Özellikle ABD’de uygulanan gümrük vergileri ve dünyanın en büyük kahve üreticisi olan Brezilya’da yaşanan kuraklık, bu fiyat artışında belirleyici unsurlar olarak öne çıkıyor.
New York’ta Intercontinental Exchange (ICE) üzerinden işlem gören kahve vadeli işlemlerindeki yükseliş, piyasalarda endişeleri artırırken, kahve üreticileri ve tüketicileri için de ciddi sonuçlar doğuruyor.

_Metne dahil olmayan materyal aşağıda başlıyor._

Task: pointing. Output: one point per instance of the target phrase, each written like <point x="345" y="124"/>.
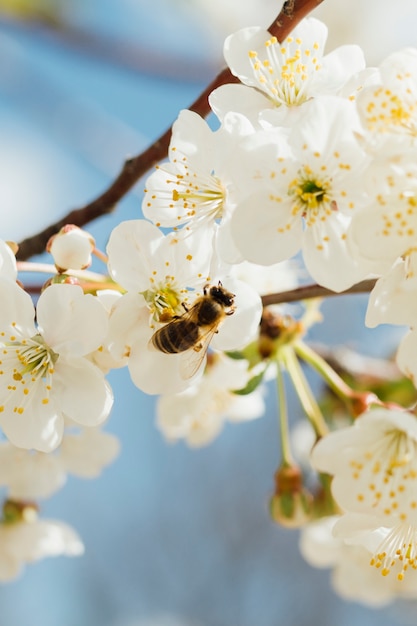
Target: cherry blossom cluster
<point x="313" y="156"/>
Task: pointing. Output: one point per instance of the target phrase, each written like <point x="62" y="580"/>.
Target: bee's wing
<point x="194" y="357"/>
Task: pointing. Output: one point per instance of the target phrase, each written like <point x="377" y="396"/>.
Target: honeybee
<point x="194" y="329"/>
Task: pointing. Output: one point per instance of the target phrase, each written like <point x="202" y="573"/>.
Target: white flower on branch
<point x="197" y="188"/>
<point x="8" y="267"/>
<point x="388" y="109"/>
<point x="374" y="468"/>
<point x="30" y="475"/>
<point x="45" y="375"/>
<point x="351" y="576"/>
<point x="71" y="248"/>
<point x="303" y="193"/>
<point x="164" y="275"/>
<point x="31" y="539"/>
<point x="279" y="77"/>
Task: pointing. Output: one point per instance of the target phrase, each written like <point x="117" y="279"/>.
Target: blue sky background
<point x="173" y="537"/>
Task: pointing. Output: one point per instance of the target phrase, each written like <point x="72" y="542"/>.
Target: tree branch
<point x="315" y="291"/>
<point x="292" y="12"/>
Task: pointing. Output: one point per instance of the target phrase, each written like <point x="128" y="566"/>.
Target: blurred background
<point x="174" y="537"/>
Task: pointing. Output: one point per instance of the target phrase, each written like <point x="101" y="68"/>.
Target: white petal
<point x="130" y="250"/>
<point x="72" y="323"/>
<point x="16" y="312"/>
<point x="39" y="426"/>
<point x="264" y="230"/>
<point x="82" y="391"/>
<point x="239" y="329"/>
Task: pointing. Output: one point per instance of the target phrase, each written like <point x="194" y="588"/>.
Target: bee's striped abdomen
<point x="177" y="336"/>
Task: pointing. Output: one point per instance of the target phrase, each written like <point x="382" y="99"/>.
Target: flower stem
<point x="304" y="393"/>
<point x="334" y="381"/>
<point x="287" y="458"/>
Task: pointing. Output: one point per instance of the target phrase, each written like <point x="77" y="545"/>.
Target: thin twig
<point x="292" y="12"/>
<point x="315" y="291"/>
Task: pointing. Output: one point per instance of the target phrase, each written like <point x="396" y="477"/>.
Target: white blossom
<point x="164" y="274"/>
<point x="30" y="475"/>
<point x="71" y="248"/>
<point x="44" y="374"/>
<point x="351" y="576"/>
<point x="279" y="77"/>
<point x="303" y="195"/>
<point x="374" y="468"/>
<point x="8" y="267"/>
<point x="197" y="188"/>
<point x="27" y="541"/>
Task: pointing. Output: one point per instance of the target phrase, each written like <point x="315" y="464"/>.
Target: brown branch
<point x="315" y="291"/>
<point x="292" y="12"/>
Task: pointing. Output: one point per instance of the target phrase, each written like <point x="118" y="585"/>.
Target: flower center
<point x="207" y="199"/>
<point x="397" y="551"/>
<point x="311" y="195"/>
<point x="388" y="111"/>
<point x="25" y="364"/>
<point x="165" y="301"/>
<point x="284" y="71"/>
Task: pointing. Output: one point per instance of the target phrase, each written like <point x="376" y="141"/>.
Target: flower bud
<point x="291" y="504"/>
<point x="71" y="248"/>
<point x="15" y="511"/>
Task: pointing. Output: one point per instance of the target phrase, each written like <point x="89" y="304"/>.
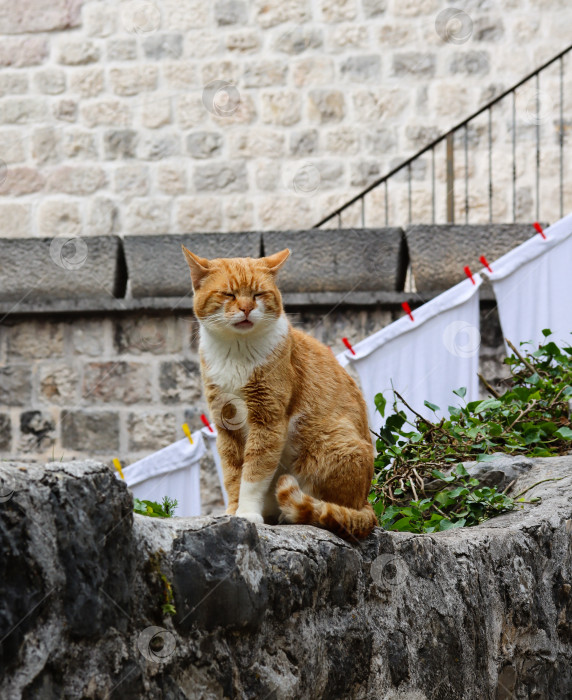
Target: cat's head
<point x="236" y="295"/>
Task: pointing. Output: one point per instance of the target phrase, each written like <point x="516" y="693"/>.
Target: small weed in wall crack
<point x="420" y="484"/>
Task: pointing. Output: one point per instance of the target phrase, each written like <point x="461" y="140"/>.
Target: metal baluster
<point x="490" y="165"/>
<point x="561" y="136"/>
<point x="450" y="178"/>
<point x="409" y="191"/>
<point x="537" y="146"/>
<point x="433" y="185"/>
<point x="513" y="156"/>
<point x="466" y="173"/>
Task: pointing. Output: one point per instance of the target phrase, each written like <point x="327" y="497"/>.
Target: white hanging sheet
<point x="533" y="287"/>
<point x="173" y="471"/>
<point x="423" y="359"/>
<point x="211" y="442"/>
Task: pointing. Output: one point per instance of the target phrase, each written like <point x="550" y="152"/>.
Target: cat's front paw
<point x="253" y="517"/>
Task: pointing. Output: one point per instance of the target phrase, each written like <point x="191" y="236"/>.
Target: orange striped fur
<point x="292" y="424"/>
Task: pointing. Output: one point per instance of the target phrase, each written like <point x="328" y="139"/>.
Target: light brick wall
<point x="107" y="124"/>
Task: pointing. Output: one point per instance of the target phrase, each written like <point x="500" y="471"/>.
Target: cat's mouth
<point x="244" y="324"/>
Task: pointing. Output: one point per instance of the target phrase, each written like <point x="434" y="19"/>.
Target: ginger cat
<point x="292" y="424"/>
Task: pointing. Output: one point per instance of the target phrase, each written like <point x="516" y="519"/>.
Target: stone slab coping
<point x="45" y="269"/>
<point x="324" y="300"/>
<point x="156" y="265"/>
<point x="439" y="252"/>
<point x="335" y="260"/>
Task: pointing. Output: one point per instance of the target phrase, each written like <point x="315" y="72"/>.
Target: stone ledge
<point x="36" y="269"/>
<point x="340" y="260"/>
<point x="284" y="612"/>
<point x="439" y="252"/>
<point x="156" y="265"/>
<point x="112" y="306"/>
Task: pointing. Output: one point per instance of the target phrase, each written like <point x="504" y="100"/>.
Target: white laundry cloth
<point x="423" y="359"/>
<point x="211" y="442"/>
<point x="173" y="471"/>
<point x="533" y="287"/>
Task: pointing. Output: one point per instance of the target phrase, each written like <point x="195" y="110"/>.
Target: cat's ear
<point x="275" y="262"/>
<point x="200" y="267"/>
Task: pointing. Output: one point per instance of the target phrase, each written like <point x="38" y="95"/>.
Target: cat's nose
<point x="246" y="309"/>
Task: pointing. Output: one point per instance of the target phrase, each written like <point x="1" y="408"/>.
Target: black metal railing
<point x="462" y="135"/>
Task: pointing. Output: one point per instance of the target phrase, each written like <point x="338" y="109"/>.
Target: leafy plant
<point x="420" y="484"/>
<point x="155" y="510"/>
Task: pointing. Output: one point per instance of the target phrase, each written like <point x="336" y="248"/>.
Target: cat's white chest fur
<point x="230" y="360"/>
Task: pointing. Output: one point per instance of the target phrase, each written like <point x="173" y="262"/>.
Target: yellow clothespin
<point x="187" y="432"/>
<point x="117" y="465"/>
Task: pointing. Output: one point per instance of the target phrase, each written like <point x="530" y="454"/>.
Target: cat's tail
<point x="299" y="507"/>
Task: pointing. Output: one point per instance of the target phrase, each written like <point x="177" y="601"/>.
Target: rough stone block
<point x="22" y="52"/>
<point x="326" y="106"/>
<point x="162" y="46"/>
<point x="340" y="260"/>
<point x="78" y="180"/>
<point x="58" y="384"/>
<point x="15" y="385"/>
<point x="106" y="112"/>
<point x="159" y="335"/>
<point x="150" y="215"/>
<point x="470" y="63"/>
<point x="204" y="144"/>
<point x="22" y="110"/>
<point x="78" y="52"/>
<point x="180" y="382"/>
<point x="116" y="382"/>
<point x="51" y="81"/>
<point x="133" y="80"/>
<point x="361" y="69"/>
<point x="151" y="431"/>
<point x="89" y="431"/>
<point x="121" y="50"/>
<point x="15" y="221"/>
<point x="265" y="73"/>
<point x="157" y="266"/>
<point x="5" y="432"/>
<point x="119" y="144"/>
<point x="38" y="15"/>
<point x="229" y="12"/>
<point x="30" y="341"/>
<point x="21" y="180"/>
<point x="202" y="214"/>
<point x="438" y="253"/>
<point x="65" y="110"/>
<point x="64" y="268"/>
<point x="37" y="431"/>
<point x="45" y="145"/>
<point x="223" y="176"/>
<point x="282" y="108"/>
<point x="58" y="217"/>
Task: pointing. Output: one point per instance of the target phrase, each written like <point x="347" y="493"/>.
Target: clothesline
<point x="428" y="354"/>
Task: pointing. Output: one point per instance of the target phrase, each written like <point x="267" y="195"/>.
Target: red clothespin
<point x="205" y="420"/>
<point x="486" y="263"/>
<point x="405" y="306"/>
<point x="348" y="345"/>
<point x="469" y="274"/>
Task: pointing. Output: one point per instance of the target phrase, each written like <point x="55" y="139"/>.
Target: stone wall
<point x="99" y="346"/>
<point x="148" y="116"/>
<point x="277" y="613"/>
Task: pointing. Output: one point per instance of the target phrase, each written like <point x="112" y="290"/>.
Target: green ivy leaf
<point x="380" y="404"/>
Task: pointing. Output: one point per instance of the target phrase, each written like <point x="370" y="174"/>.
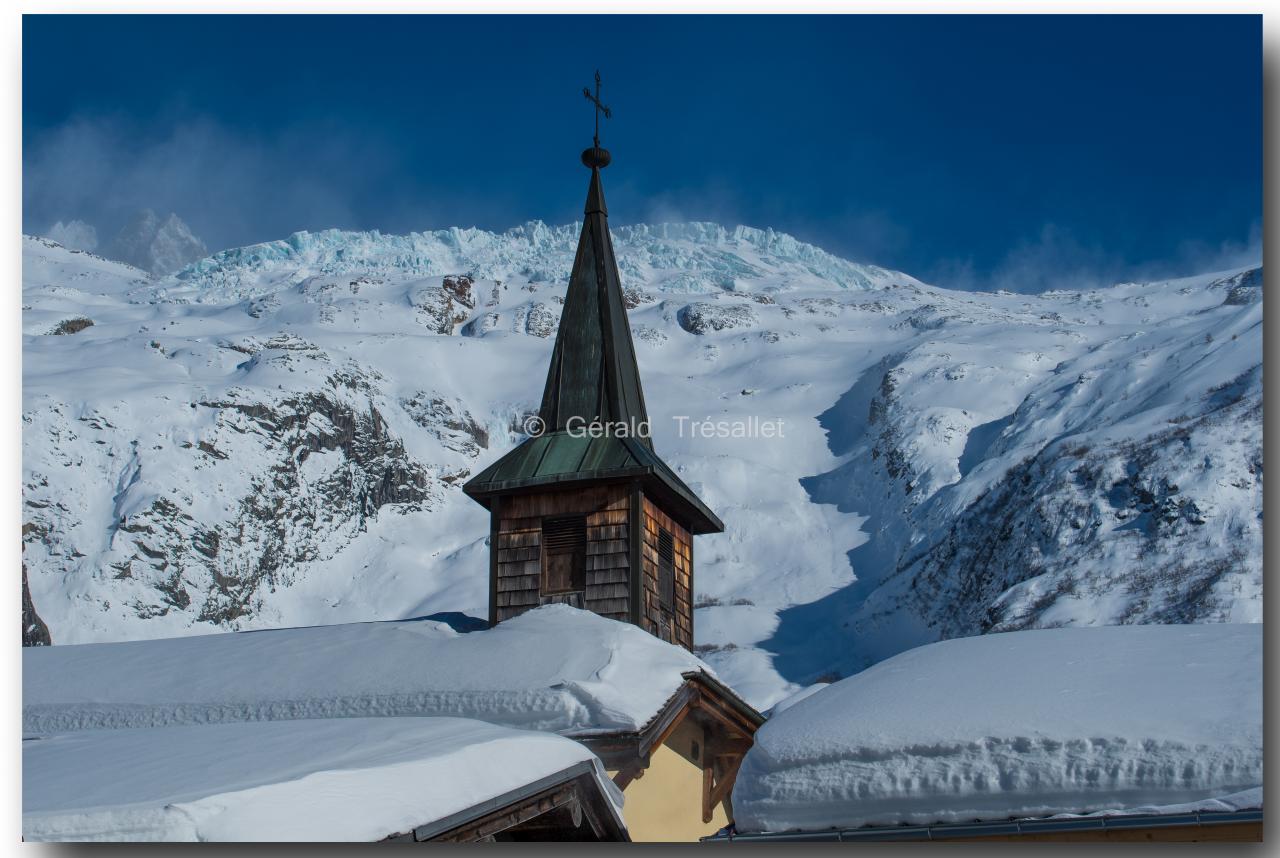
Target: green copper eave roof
<point x="593" y="379"/>
<point x="560" y="457"/>
<point x="593" y="373"/>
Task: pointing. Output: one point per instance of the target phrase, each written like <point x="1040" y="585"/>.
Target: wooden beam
<point x="726" y="781"/>
<point x="708" y="777"/>
<point x="494" y="521"/>
<point x="632" y="772"/>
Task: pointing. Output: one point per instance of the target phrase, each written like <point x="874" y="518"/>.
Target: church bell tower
<point x="585" y="512"/>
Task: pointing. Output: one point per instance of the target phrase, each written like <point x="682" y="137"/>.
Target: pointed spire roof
<point x="593" y="379"/>
<point x="593" y="374"/>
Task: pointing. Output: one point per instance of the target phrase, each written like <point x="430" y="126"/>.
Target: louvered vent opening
<point x="563" y="553"/>
<point x="666" y="570"/>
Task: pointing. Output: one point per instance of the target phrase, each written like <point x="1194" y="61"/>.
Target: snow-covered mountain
<point x="277" y="436"/>
<point x="154" y="243"/>
<point x="74" y="234"/>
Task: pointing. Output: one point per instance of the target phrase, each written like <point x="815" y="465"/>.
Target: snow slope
<point x="323" y="780"/>
<point x="554" y="669"/>
<point x="1016" y="724"/>
<point x="277" y="436"/>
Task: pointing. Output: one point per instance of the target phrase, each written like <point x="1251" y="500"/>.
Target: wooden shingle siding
<point x="519" y="551"/>
<point x="682" y="615"/>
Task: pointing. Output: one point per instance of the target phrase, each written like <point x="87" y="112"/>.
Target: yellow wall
<point x="667" y="803"/>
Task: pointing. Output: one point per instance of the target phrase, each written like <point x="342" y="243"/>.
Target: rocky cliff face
<point x="278" y="436"/>
<point x="156" y="245"/>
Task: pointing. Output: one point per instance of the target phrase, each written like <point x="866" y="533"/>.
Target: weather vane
<point x="599" y="106"/>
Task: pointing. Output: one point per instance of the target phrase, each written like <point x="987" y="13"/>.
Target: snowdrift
<point x="553" y="669"/>
<point x="1015" y="725"/>
<point x="330" y="780"/>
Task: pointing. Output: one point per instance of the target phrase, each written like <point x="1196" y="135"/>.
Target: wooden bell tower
<point x="585" y="512"/>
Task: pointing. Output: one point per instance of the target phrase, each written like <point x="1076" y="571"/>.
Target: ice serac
<point x="156" y="245"/>
<point x="279" y="436"/>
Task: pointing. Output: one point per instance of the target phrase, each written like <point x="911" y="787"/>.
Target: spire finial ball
<point x="597" y="158"/>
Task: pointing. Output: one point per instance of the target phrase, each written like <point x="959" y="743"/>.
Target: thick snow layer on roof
<point x="553" y="669"/>
<point x="338" y="779"/>
<point x="1013" y="725"/>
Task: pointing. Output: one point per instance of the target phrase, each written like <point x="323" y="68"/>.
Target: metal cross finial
<point x="599" y="108"/>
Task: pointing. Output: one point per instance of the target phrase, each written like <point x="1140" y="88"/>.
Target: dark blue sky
<point x="969" y="151"/>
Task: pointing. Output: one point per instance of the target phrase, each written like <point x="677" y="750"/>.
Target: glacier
<point x="277" y="434"/>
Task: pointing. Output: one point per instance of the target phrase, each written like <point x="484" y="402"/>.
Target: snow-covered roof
<point x="334" y="779"/>
<point x="553" y="669"/>
<point x="1016" y="725"/>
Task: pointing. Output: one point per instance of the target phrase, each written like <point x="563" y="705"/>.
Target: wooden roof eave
<point x="517" y="807"/>
<point x="700" y="690"/>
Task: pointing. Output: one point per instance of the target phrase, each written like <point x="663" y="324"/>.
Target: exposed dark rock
<point x="72" y="325"/>
<point x="35" y="633"/>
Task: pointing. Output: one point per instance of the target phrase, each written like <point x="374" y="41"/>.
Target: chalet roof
<point x="865" y="751"/>
<point x="319" y="779"/>
<point x="554" y="669"/>
<point x="593" y="379"/>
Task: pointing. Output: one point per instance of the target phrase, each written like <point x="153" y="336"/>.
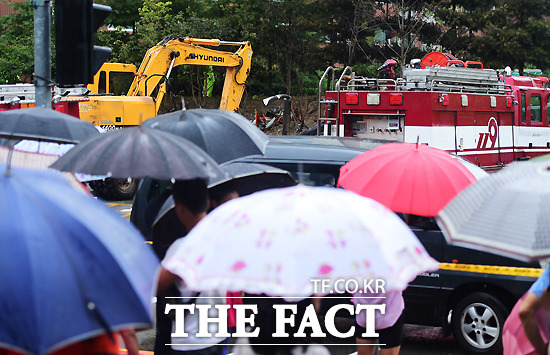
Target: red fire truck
<point x="487" y="118"/>
<point x="18" y="96"/>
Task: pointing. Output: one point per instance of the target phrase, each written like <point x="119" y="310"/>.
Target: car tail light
<point x="396" y="99"/>
<point x="352" y="99"/>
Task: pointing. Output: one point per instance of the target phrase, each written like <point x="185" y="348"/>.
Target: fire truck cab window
<point x="536" y="109"/>
<point x="102" y="85"/>
<point x="523" y="108"/>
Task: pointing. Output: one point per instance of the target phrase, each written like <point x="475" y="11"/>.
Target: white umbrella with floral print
<point x="277" y="241"/>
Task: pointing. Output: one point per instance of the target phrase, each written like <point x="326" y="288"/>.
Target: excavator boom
<point x="154" y="71"/>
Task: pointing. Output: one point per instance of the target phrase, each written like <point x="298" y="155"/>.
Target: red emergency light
<point x="396" y="99"/>
<point x="352" y="98"/>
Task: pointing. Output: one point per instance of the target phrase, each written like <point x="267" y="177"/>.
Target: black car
<point x="469" y="282"/>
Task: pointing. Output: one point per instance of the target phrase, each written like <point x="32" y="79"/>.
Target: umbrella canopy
<point x="276" y="241"/>
<point x="514" y="340"/>
<point x="506" y="213"/>
<point x="245" y="178"/>
<point x="44" y="124"/>
<point x="137" y="152"/>
<point x="37" y="161"/>
<point x="224" y="135"/>
<point x="406" y="177"/>
<point x="71" y="267"/>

Küresel Piyasalarda Kahve Talebi
Kahve, petrolün ardından dünya ticaretinde en çok işlem gören ikinci ürün konumunda. Bu durum, kahve fiyatlarındaki dalgalanmaların yalnızca üretici ülkeleri değil, aynı zamanda ithalatçı ülkeleri ve tüketicileri de doğrudan etkilemesine yol açıyor.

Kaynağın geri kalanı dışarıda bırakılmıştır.